Session : 19/05/26 - Posters

Lung Cancer Screening for High-Risk Individuals in Alberta: Evaluation of the Pilot Alberta Lung Cancer Screening Program

WARKENTIN M. 1, REGEL C. 1, MULLIN M. 2, YANG H. 3, TREMBLAY A. 2

1 Department of Oncology, Cumming School of Medicine, University of Calgary, Calgary, Canada; 2 Department of Medicine, Cumming School of Medicine, University of Calgary, Calgary, Canada; 3 Alberta Lung Cancer Screening Program, Alberta Health Services, Calgary, Canada

Background: In September 2022, the Alberta Lung Cancer Screening Program (ALCSP) launched a two-year pilot program to screen 3,000 high-risk individuals for lung cancer using low-dose computed tomography (LDCT) in Alberta, Canada.

Objectives: To evaluate and report the quality indicators and health outcomes for the first 3,000 participants in the ALCSP after a minimum of one year of follow-up. Quality indicators were guided by the International Association for the Study of Lung Cancer recommendations.

Methods: Participants were referred to the ALCSP either by self-referral or by their primary care providers (PCP) using a faxed referral form or a web-based risk assessment tool that collected demographic and lifestyle factors. Eligibility for screening was based on age (50 to 74 years) and a six-year lung cancer risk estimate of 1.5% or greater using the PLCOm2012 3-race model. All those currently smoking were referred to smoking cessation supports regardless of program eligibility or enrollment. Eligible individuals received a baseline LDCT, with follow-up intervals and nodule management guided by the Lung CT Screening Reporting and Data System (Lung-RADS) v2022. Exams were interpreted by subspecialty trained chest radiologists. Participants with findings suspicious for lung cancer were referred to the Alberta Thoracic Oncology Program for diagnostic workup. Data were extracted from electronic medical records, presented as N (%), mean (SD), and median (IQR).

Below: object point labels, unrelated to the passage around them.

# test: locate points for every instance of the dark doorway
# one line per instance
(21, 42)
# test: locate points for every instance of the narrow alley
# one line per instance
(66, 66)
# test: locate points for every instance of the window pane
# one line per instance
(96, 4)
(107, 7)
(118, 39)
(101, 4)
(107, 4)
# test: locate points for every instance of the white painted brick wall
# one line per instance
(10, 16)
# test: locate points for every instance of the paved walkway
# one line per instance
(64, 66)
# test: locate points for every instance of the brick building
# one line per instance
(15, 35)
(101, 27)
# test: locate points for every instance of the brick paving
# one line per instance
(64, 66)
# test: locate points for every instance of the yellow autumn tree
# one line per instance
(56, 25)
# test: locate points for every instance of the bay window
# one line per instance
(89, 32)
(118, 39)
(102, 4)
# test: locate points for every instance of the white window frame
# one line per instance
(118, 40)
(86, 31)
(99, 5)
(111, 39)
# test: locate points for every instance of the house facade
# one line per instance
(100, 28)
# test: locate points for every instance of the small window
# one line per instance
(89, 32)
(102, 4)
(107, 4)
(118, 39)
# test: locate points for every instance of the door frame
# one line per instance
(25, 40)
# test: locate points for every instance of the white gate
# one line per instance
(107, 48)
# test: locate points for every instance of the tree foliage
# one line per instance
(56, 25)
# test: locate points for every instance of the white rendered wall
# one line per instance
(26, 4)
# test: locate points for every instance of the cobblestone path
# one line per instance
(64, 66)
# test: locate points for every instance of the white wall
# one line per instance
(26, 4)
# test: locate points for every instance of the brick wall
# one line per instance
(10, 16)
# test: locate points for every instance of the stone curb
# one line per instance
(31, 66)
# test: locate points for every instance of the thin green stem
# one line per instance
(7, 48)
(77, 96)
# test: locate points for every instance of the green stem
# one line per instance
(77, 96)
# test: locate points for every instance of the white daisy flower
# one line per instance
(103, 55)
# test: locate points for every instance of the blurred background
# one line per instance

Results: By August 2024, 5,638 Albertans were referred and assessed for ALCSP eligibility; 3,841 individuals (68.1%) met the eligibility criteria and 3,427 (89.2%) completed a baseline LDCT. Among the first 3,000 ALCSP participants, the mean age was 64.2 years (SD=5.4), 44.3% were female, and had a self-reported racial distribution of 0.7% Black, 5.1% Indigenous, and 94.2% other (primarily white). Most participants were currently smoking (75%) with an average of 21.1 (SD=8.5) cigarettes per day for 43.3 years (SD=8.4). The average PLCOm2012 six-year lung cancer risk was 4.7% (SD=3.8). The median time to baseline LDCT scan was 34 days (IQR=24 to 57). The first 3,000 ALCSP participants completed 6,073 LDCT exams (3,000 baseline and 3,073 subsequent exams). Baseline LDCT had the following Lung-RADS distribution: 0: 5 (0.2%), 1 & 2: 2,679 (89.3%), 3: 140 (4.7%), 4A: 113 (3.8%), 4B: 27 (0.9%), and 4X: 36 (1.2%). Baseline LDCT follow-up rates within recommended intervals were: 77.0% for Lung-RADS 1 or 2 (annual), 82.9% for Lung-RADS 3 (within 6 ± 2 months), and 84.1% for Lung-RADS 4A (within 3 months ± 6 weeks). Following baseline LDCT, there were 40 lung cancers detected (13.3 per 1,000 screens) with 31 stage I or II, 4 stage III, and 5 limited or extensive stage SCLC. Nineteen post-baseline cancers (3.7 per 1,000 screens) have been detected so far, with 79% early-stage diagnoses. Ninety-seven percent of early-stage lung cancers received treatment with curative intent. Only 1.2% of LDCT were considered false positives, where a referral for diagnostic workup did not lead to a lung cancer within 12 months.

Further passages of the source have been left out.